If we are to believe what we hear and see, the most crucial part of the Mumbai conflict is over. In a tragedy, Shakespearean or whatever, it would be the end of Act III and the beginning of Act IV, Scene 1. But since this is a repetition that keeps repeating itself, we will simply call it a Tamaasha, an Indian farce. A fascist political conglomerate that has built its reputation and political base solely by assaulting disparate groups of people – trade union members, non-Maharashtrians ("south Indians") Muslims, non-Maharashtrians ("Biharis" and "Bhaiyyas") again etc. – is on another campaign, ostensibly on the grounds of protecting Mumbai from Hindi-speaking cabdrivers and other immigrants, from Muslims who are all secret Paki-lovers and terrorists, and last but not the least, the current uncrowned king of Hindi Cinema: Shahrukh Khan. Last week, in spite of the threats and sporadic incidents, Karan Johar’s My Name is Khan, starring Shahrukh, was released and shown in packed theatres. Politicians and the Bollywood glitterati showed up to show support for the film. Suddenly, everyone’s brother is a film-critic, and the net is abuzz with Shahrukh’s nuanced performance and Johar’s brave political epic. MNIK is doing brisk business all over the world, and all is fine. Mumbai won, the Sena lost; the end, Bollywood-style.
The only problem with the above story is that it is not just untrue but never-in-hell-could-this-happen kind of improbable, like the narratives of most Bollywood films. The Sena did not lose, and Mumbai did not win. If anyone actually won, it is the multi-crore rupee industry of film production and distribution, conjoined with the multiplexes. There have been – to be fair – plenty of discussions about the ridiculousness of the Sena’s demand that all cabdrivers speak Marathi, but that was the subplot, comparable to the murder of the blind imam’s son by Gabbar in Sholay, the main trauma being the violence that Thakur and his family suffered. I am sure I am not the only person in the world to notice right now the amazing structural similarity between Bollywood and Indian politics, at least the shared elements of composition: family, friends, cliques, grand advertisements, tantalizing dreams of change, and clever returns to status quo.
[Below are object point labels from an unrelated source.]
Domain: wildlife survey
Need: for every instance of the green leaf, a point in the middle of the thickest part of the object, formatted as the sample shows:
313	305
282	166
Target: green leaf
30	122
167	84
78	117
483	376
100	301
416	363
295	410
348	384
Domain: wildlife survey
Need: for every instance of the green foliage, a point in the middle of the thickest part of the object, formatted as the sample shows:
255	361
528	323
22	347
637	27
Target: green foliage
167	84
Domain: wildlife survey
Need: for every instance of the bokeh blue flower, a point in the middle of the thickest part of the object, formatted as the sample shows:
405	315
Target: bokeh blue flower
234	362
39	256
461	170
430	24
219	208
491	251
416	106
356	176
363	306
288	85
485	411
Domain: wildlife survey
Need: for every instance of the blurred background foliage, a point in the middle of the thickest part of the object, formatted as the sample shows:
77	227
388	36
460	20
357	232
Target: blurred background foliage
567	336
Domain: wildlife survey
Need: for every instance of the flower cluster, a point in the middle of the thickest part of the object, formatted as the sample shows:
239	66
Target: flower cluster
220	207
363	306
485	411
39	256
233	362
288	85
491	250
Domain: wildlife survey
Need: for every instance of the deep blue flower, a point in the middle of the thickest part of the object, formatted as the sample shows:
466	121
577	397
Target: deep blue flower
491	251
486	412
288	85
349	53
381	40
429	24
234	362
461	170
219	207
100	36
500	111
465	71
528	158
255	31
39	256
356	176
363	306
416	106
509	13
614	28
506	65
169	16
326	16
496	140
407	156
At the end of every election and the end of every movie: catharsis and no real consequence.
It is therefore time to wake up and realize that the success of MNIK is not representative of a political or even a moral victory over the Sena’s politics of language and culture, a politics that is juvenile at its best and fascist at its worst. The Indian middle-class needs to recognize that there is politics as usual – with its fair share of nepotism, bribes, scandal, rigging elections etc. – and then there is fascism – with carefully orchestrated pogroms, propaganda of uninhibited hatred and violence, etc. The fact that Thackeray and party have managed to embarrass and alienate the BJP should be the loudest wake-up call for all. Let’s face it: it takes a lot for the party of karsevaks and the likes of Modi to be embarrassed. A bigger issue than that of the untenability of the Sena’s demands is that this is not a hastily put together group of crazies; it is a legitimate political party. It has received the mandate to represent the will of the people in more than 40 constituencies. Fascist regimes in history have almost always been initially legitimized by public mandate, and it is almost always too late to take that mandate back when the hour of the wolf arrives at your door. Forget the history books; have we not seen enough films not to know this?
In the last few weeks, we have heard of the enormous heterogeneity of Bombay’s culture and history, of the strength and beauty of all the colours of the rainbow. We cannot erase three and a half centuries of modern history that begun with a political marriage of convenience between an English monarch and a Portuguese princess. The shining port city that the British built from scratch went far beyond its Mughal rival: Surat.